#Exercise 6: simple linear regression
# In this exercise we will use data from the Heart and Estrogen/Progestin Study (HERS), a clinical trial of hormone therapy for prevention of recurrent heart attacks and death among post-menopausal women with existing coronary heart disease. These data are used in many of the examples in Chapters 3 and 4 of the course text book byVittinghoff et al.
# In this exercise we will study the relation between the ages of the women and their systolic blood pressure (sbp). The cohort consists of 2763 women, but in this exercise we will (as in section 3.3 of byVittinghoff et al.) only use a 10% sample from the full cohort. You may read the data into R by the command:
hers.sample=read.table("http://www.uio.no/studier/emner/matnat/math/STK4900/v11/hers.sample.txt",header=T)
# a)
# Read the data into R (cf. above) and inspect the data. Make a plot of the systolic blood pressure versus age:
plot(hers.sample$age,hers.sample$sbp)
# Discuss what the plot tells you.
# b)
# Fit a linear regression model to the data, using systolic blood pressure as the outcome and age as the predictor:
hers.fit.b=lm(sbp~age,data=hers.sample)
summary(hers.fit.b)
# You may add the regression line to the plot from question a by the command: abline(hers.fit.b)

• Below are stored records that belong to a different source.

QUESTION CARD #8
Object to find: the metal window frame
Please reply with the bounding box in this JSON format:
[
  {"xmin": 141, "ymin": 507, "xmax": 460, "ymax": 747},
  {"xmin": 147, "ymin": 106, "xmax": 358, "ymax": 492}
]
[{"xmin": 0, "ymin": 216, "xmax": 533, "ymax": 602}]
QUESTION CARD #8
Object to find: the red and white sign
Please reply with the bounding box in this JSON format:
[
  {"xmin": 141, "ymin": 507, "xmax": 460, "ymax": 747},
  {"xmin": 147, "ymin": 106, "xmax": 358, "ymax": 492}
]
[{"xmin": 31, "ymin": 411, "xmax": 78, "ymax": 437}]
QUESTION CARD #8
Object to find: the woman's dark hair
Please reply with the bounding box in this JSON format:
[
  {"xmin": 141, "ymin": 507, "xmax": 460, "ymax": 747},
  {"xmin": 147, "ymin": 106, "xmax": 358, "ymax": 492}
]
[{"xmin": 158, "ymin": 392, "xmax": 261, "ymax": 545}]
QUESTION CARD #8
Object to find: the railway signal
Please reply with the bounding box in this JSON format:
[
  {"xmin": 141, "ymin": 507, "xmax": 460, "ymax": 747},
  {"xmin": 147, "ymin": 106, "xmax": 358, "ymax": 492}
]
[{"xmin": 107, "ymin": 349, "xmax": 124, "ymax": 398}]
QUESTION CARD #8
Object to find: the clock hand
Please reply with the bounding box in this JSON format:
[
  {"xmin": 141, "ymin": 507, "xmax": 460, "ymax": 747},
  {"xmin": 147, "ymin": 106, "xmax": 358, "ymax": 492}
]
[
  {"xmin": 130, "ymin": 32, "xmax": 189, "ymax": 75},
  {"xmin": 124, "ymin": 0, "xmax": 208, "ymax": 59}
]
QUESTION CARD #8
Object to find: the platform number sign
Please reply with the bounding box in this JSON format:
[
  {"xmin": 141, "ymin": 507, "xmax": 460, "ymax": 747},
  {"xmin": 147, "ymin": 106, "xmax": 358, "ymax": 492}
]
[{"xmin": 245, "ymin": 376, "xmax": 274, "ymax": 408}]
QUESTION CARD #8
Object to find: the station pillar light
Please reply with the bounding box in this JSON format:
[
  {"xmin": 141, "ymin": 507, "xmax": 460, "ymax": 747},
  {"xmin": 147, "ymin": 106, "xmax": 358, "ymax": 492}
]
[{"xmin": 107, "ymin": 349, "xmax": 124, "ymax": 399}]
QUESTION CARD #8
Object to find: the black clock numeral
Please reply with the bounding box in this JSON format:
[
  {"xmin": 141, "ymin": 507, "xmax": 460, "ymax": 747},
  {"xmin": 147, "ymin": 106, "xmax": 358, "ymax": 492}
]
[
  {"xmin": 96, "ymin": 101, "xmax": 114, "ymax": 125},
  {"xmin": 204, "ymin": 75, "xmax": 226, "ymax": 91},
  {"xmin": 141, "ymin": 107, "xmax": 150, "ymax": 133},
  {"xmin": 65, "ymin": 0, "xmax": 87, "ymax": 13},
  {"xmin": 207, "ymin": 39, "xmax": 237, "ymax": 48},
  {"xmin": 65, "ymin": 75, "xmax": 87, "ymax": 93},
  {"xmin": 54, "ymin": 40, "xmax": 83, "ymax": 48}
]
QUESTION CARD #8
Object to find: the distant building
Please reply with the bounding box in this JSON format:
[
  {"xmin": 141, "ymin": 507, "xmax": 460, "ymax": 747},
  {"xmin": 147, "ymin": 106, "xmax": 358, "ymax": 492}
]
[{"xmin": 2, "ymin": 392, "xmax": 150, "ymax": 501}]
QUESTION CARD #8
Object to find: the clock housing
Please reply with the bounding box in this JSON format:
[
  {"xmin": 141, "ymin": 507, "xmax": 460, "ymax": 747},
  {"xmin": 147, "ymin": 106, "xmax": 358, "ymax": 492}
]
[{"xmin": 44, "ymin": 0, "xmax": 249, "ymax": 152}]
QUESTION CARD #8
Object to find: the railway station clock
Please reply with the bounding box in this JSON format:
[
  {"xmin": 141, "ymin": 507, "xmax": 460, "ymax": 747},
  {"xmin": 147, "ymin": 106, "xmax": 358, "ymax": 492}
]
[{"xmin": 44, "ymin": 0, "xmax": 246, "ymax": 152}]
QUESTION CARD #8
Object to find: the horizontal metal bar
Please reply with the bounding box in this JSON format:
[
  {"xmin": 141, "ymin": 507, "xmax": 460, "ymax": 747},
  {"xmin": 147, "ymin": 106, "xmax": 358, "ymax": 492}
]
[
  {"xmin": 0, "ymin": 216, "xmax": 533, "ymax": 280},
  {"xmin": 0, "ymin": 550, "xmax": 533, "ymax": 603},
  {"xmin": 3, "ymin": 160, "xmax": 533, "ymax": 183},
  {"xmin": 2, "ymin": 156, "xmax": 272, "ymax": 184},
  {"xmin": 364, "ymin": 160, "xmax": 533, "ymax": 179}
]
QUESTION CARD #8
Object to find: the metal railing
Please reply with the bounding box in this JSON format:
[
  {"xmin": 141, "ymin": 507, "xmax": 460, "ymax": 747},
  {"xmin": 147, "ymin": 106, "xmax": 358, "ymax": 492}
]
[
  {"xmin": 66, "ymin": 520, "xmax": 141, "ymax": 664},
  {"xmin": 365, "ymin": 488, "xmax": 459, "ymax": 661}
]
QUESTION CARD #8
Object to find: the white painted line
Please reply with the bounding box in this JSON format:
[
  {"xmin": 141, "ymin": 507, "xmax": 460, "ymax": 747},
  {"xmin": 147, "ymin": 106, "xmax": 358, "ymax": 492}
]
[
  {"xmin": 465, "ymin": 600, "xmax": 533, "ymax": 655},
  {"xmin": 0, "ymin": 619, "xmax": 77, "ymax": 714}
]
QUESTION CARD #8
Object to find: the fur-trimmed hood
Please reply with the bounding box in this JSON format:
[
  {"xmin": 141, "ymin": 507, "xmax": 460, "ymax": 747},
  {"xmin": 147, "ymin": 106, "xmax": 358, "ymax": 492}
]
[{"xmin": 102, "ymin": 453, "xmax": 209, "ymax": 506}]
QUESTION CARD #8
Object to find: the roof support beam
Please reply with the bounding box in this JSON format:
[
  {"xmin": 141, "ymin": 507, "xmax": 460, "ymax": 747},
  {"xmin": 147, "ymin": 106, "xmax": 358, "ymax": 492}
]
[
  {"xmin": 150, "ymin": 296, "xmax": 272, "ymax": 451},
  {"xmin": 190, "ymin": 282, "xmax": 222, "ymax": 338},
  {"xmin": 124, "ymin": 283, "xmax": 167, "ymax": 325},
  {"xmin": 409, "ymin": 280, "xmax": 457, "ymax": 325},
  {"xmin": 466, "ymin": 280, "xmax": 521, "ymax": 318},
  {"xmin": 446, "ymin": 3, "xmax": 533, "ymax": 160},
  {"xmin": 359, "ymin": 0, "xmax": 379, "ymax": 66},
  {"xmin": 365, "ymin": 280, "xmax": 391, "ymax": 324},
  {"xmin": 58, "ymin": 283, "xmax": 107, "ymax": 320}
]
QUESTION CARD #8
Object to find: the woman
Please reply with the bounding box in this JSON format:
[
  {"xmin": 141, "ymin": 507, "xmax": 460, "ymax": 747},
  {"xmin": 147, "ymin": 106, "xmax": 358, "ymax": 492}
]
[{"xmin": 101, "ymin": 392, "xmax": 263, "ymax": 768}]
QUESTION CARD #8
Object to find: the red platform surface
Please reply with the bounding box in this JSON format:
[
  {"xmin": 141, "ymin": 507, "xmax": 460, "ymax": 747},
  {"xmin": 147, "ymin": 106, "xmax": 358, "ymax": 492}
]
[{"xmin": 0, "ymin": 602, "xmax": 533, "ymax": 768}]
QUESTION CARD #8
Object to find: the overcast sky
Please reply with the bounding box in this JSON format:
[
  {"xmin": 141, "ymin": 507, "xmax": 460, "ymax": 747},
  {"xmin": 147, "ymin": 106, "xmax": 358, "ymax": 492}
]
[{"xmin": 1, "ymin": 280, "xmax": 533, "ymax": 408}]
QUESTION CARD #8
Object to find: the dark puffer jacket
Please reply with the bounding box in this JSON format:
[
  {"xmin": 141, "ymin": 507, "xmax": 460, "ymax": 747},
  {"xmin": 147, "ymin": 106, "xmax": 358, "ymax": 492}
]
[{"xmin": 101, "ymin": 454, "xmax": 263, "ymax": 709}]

# Give an interpretation of the slope of the regression line (i.e. the effect of age on sbp). Does age have a significant effect on systolic blood pressure?
# Can you give a meaningful interpretation to the intercept?
# c)
# In order to get a more meaningful interpretation of the intercept, it may be useful to "center" the predictor by subtraction of its mean (or a quantity close to its mean). Fit a linear regression using "age – 67" as predictor:
hers.fit.c=lm(sbp~I(age-67),data=hers.sample)
# Compare the least squares estimates with the ones you got in question b.
# How can you now interpret the intercept?
# d)
# Sometimes it may be useful to use another unit for measuring a predictor than the one given in the data file. To illustrate this point, we will here fit a linear regression model where age is measured in units of then years:
hers.fit.d=lm(sbp~I(age/10),data=hers.sample)
# Compare the least squares estimates with the ones you got in question b.
# How can you now interpret the slope?